ÇİPRAS ve AVRUPA BİRLİĞİ BOŞA KONUŞUYOR!..
Yunanistan, Güney Kıbrıs Rum Yönetimi (GKRY) ve Avrupa Birliği, Türkiye’nin Doğu Akdeniz’deki petrol ve doğalgaz arama çalışmalarını engellemeye çalışıyor. Yunanistan Başbakanı Çipras, Türkiye’nin Kıbrıs Adası açıklarındaki petrol ve doğalgaz arama çalışmalarına ilişkin olarak Avrupa Birliği’nden yaptırım talebinde bulunacaklarını söyledi. 20-21 Haziran 2019’da Brüksel’de düzenlenen Avrupa Birliği Liderler Zirvesi’nde de yazılı bir açıklama yapıldı. Avrupa Birliği, Türkiye’nin Doğu Akdeniz’deki faaliyetlerini “yasadışı” olarak tanımlayarak, güçlü bir şekilde kınadığını belirtti.

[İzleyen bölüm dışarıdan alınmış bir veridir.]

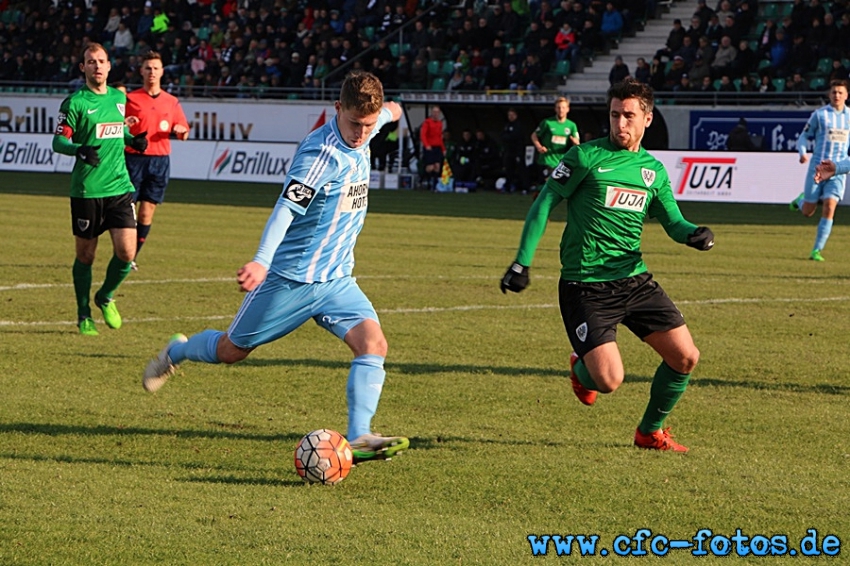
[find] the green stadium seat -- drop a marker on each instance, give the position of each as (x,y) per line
(769,10)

Geçen ay Fatih Gemisi’nin mürettebatı hakkında sözde tutuklama emri çıkartan GKRY, şimdi de Türkiye ile işbirliği yapan üç şirketin Türk olmadığını belirterek anılan şirketler hakkında sözde yasal işlem başlattı. Çipras ve Avrupa Birliği boşa konuşurken GKRY de akıntıya karşı kürek çekiyor. Çünkü Fatih ve Yavuz gemilerimizin çalışma yaptığı alanlar Türk Kıta Sahanlığında bulunuyor.
GKRY, TÜRK KITA SAHANLIĞINI İHLAL EDİYOR!..
Doğu Akdeniz’i sahiplenmek isteyen GKRY, Mısır ile 17 Şubat 2003 tarihinde Münhasır Ekonomik Bölge Sınırlandırma Anlaşması yaptı ve anlaşmayı Birleşmiş Milletler’e tescil ettirdi.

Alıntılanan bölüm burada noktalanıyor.